Contemporary readers will recognize how 'woke' (an abstract 'ism') plays the functional role today that Huntington diagnoses among the would be targets of his contemporary 'New Conservatives.' The point is not to trivialize. The fact that a threat is imaginary or invented, where in reality there might be at most a minor nuisance, does not mean one should be sanguine about the social and political consequences of very real mobilization against such a threat. Civil wars and other wars can be fought over absurdities (as realists like Spinoza and Hume emphasize).
A certain kind of radical is originated when those who associate the threat they themselves originally fashioned with the institutional status quo. This is a kind of self-fulfilling prophecy in which radicalism is a possible side-effect from inventing an abstract ‘ism’ as a mortal threat and then associate that threat with the institutional status quo or ruling/social ‘elites.’ Again, our own relatively affluent age offers us many examples of this. Even if you think that Huntington is wrong about the nature of conservatism historically, he may be right about one mechanism of such radicalization.

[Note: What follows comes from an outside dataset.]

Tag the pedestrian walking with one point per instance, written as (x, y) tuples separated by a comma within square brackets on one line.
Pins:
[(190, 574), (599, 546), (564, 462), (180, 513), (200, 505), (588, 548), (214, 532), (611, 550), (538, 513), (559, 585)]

This is a nice piece, and I agree with the general drift of the reconstruction of conservatism, in particular along the lines of a strategic position. The only matter I missed mention of, particularly in the latter part on neo-cons, is that as much toward the end of Weimar Republic, as now wherever conservatives join hands with populists in electoral programming and party-lines, there is a lot of conservatively revolutionary (as Schmitt also was) rhetoric and political self-positioning. In the "wokism" movement, it is the LIBERALS and LEFT who advocate the status quo of institutions of routine democracy as we know it (independence of the judiciary, free and independent educational institutions and academia, constitutional protections against government prohibitions on bodily matters, etc). So this should affect or modulate your summary concept of conservatives as institution-preservationists who most of the time are reactive against reform-projects (presumably by the left or liberals). The ones who are most institution-averse right now are neocons who use the "woke" slogan. I think of it more as a revolutionary dogwhistle than a call to preserve institutions (as opposed to preserving TRADITIONAL SOCIAL POWER-POSITIONS like patriarchy, white supremacism, women-in-their-place-sexism, etc).